Famed choreographer Alvin Ailey believed anyone could learn to dance, so it's fitting that the Ailey Extension would gain a reputation as one of the friendliest all-inclusive spots for adults to learn to move in the city. An instructor from the Baila Society leads a class through the basics of the seven most popular figures (dance turns) of the style and the fundamentals of shines (fancy footwork done separately from the partner). The teacher also imparts valuable lessons in the culture and history surrounding the dance—and proper partner etiquette for when you take your moves to the club.
This dance academy, operating mainly out of the East Village's Peridance Capezio Center, is dedicated solely to salsa. Movers and shakers of all levels can find classes to fit their needs: If you’re just starting out, there are beginner’s courses, but if you’ve got the basics down and feel you need more help with your shines, spinning, styling or partnering, the society offers specific classes for all of those, as well
Conveniently located in Midtown, this studio caters to a large community of salsa and Latin-style dancers. With a primary focus on the On2 style of salsa—the style popularized in New York with an emphasis on the second beat of the music as opposed to the first (or On1)—the classes range from basic to intermediate and occur throughout the week. For those looking to spice up their repertoire with other forms of Latin and Afro-Latin dance, the studio also has cha-cha and Afro-Caribbean classes.
The city’s self-proclaimed largest ballroom and Latin dance studio gives beginners an insight into the Cuban origins of salsa with a combination salsa and mambo class that teaches both On1 and On2 steps. Students eager to put their new moves to the test should head to the two-hour Tuesday night Salsa and Merengue Party, where the teacher/DJ spins Latin music and dancers incorporate not only those salsa turns, but cha-cha, bachata and merengue, another Dominican style.

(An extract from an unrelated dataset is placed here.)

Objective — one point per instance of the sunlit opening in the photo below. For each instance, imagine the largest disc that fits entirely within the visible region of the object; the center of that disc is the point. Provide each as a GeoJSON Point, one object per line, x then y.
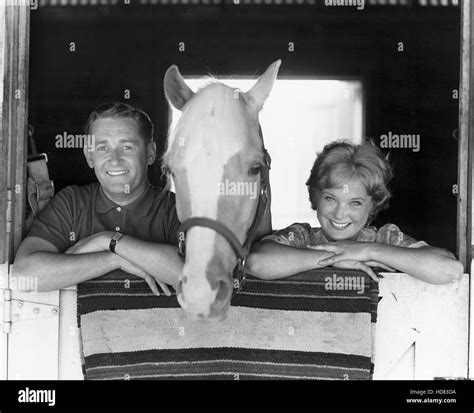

Founded by professional and competitive Latin dancer Joel Dominguez, this studio is dedicated solely to teaching salsa and bachata (a partner dance from the Dominican Republic). The salsa boot camp is an eight-session course that covers the fundamentals and the common turn and shines. Experienced students can drop in at their leisure to take the weekly all-level classes on footwork and techniques.
Nieves’ two locations, in East Williamsburg and the Bronx, go beyond the usual class time to offer two-hour classes—and a true workout. During each session, the first hour is dedicated to learning the correct patterns and techniques, sharpening your every step so that during the second hour (the fun half), you can bring your attention to listening to the music and your partner. Each level is a three-month cycle, which means that in a year you’ll be groovin’ at an advanced level.
Learn how to follow the percussion beat at this Astoria dance studio’s salsa On2 classes. During the two-hour beginner and intermediate classes, students incorporate musicality, express themselves through their feet and learn to lead and follow. For serious salseras and salseros (female and male salsa dancers), private lessons are available to get you to a competitive performance level.